Helmut Marko doesn't believe that Red Bull has consumed a much bigger slice of its development budget since the start of the season than rival Ferrari.
While the Scuderia's F1-75 new-generation car enjoyed an edge over Red Bull's RB18 at the start of its 2022 campaign, the latter outperformed the former at Imola and last weekend in Miami thanks to a series of impactful upgrades.
However, many believe the updates have come at a price for Red Bull, suggesting the team has front-loaded its development expense and could therefore reach its budget cap limit earlier than Ferrari.
But Marko doesn't believe that will be the case, explaining the rationale behind Red Bull's update programme.

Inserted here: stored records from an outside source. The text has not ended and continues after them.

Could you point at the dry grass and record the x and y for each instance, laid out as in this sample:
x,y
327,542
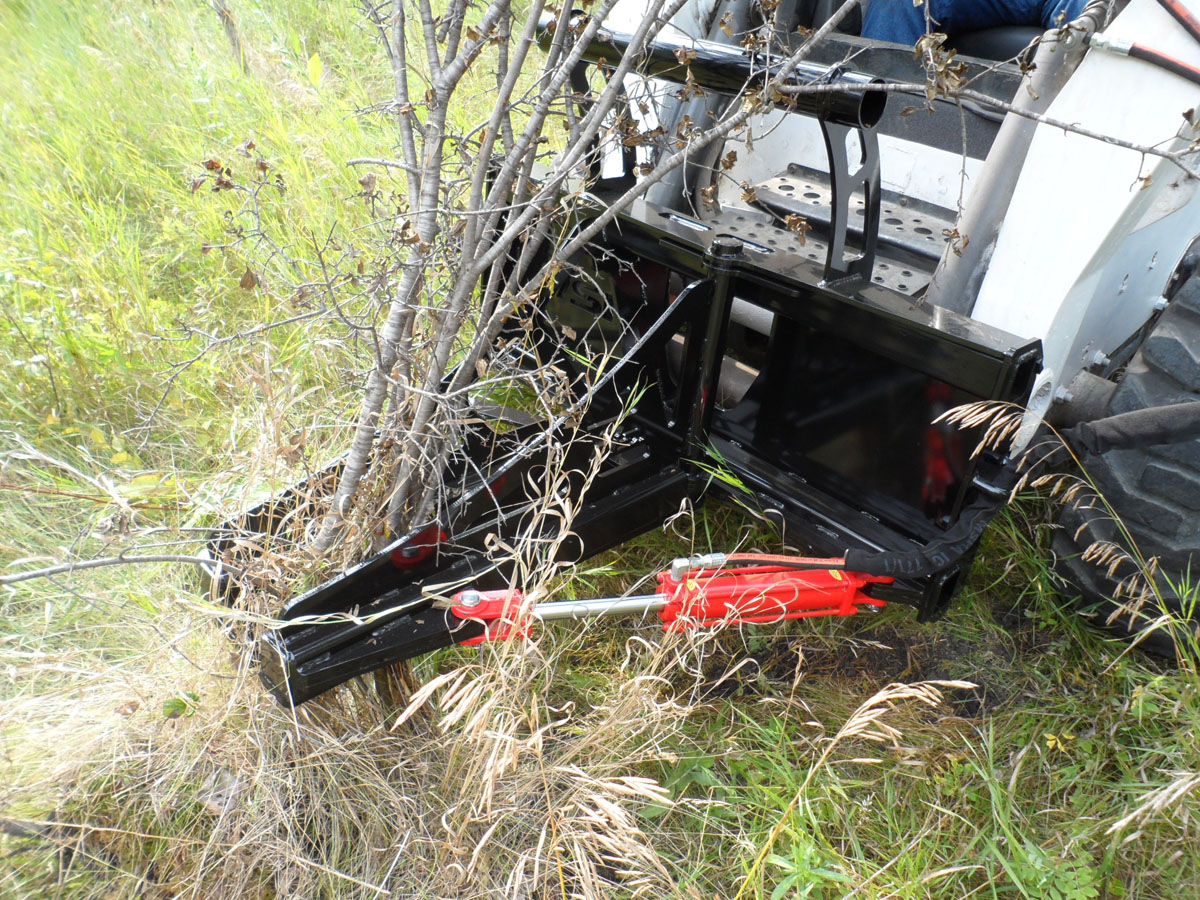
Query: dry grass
x,y
138,754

"I don't think so. We plan our updates in such a way that we always lose weight with each update, because unfortunately we still haven't reached the minimum weight," explained the Austrian, quoted by Motorsport.com.

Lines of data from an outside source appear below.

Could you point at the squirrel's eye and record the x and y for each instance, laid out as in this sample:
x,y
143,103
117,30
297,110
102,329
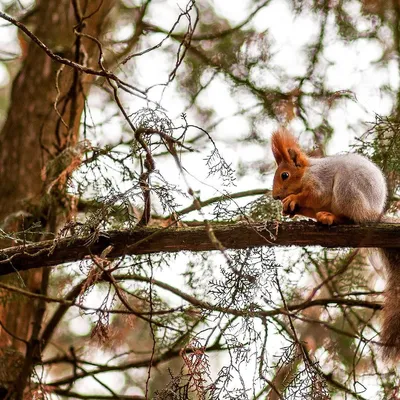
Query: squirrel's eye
x,y
284,175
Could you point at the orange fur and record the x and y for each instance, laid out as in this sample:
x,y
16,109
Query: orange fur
x,y
283,143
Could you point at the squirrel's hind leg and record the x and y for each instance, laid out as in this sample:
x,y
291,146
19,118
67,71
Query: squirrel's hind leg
x,y
327,218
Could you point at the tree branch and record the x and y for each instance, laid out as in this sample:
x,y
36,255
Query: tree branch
x,y
195,238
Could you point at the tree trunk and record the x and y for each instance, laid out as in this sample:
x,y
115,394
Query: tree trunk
x,y
35,133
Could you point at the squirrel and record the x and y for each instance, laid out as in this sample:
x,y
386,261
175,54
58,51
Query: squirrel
x,y
339,189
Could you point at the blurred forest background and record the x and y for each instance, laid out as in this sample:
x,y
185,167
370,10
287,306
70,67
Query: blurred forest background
x,y
119,114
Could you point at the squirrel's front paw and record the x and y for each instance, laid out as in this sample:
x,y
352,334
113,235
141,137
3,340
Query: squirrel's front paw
x,y
289,204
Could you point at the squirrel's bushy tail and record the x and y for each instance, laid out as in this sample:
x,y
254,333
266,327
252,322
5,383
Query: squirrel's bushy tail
x,y
391,310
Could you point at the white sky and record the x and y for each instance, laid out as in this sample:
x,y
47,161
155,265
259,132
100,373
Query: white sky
x,y
352,68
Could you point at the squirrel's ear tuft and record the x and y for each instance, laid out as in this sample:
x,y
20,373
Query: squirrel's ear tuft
x,y
286,148
298,158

"And we won't quite reach it with the next update either."
Marko doubted that Red Bull was running at a significantly higher burn rate compared to Ferrari, arguing that Carlos Sainz's multiple crashes have likely taken their toll on the Italian outfit's own budget.

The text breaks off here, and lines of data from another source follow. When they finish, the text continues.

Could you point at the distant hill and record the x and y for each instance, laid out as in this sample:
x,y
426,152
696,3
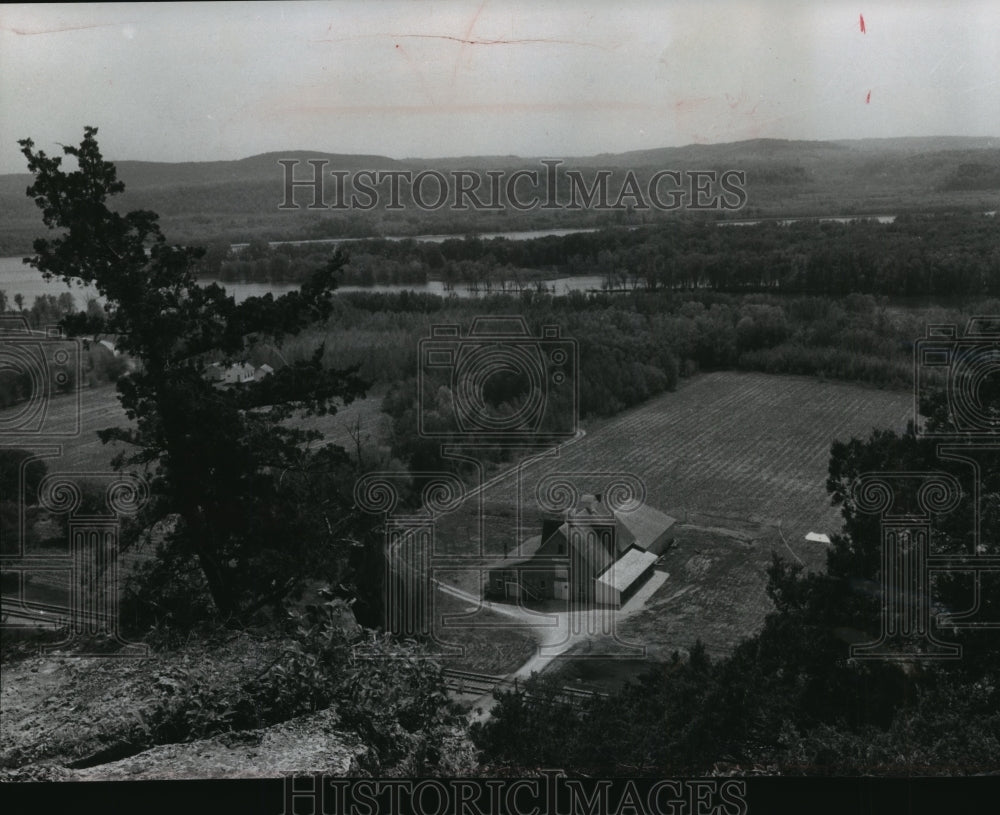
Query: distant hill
x,y
238,200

"I don't think we are in a significantly different position to Ferrari in this regard," he added.
"Especially since I wonder what effect it has on them that Carlos Sainz has already crashed the car several times. That can't be cheap."
Looking ahead, Marko foresees several items - such as higher energy and freight cost - that will inevitably weigh on Red Bull's budget as the season unfolds, but those areas will impact every team.
"It's true that the increased logistics costs are a problem," he said. "But that doesn't just affect us, it also affects Ferrari and all the other teams."
Red Bull team boss Christian Horner highlighted the importance of efficiency when it comes to the outfit's new parts and updates.
"You've got to be very careful where you introduce your upgrades because of the budget cap restrictions this year," said Horner.
"We've just got to make sure that we introduce something that is value for money."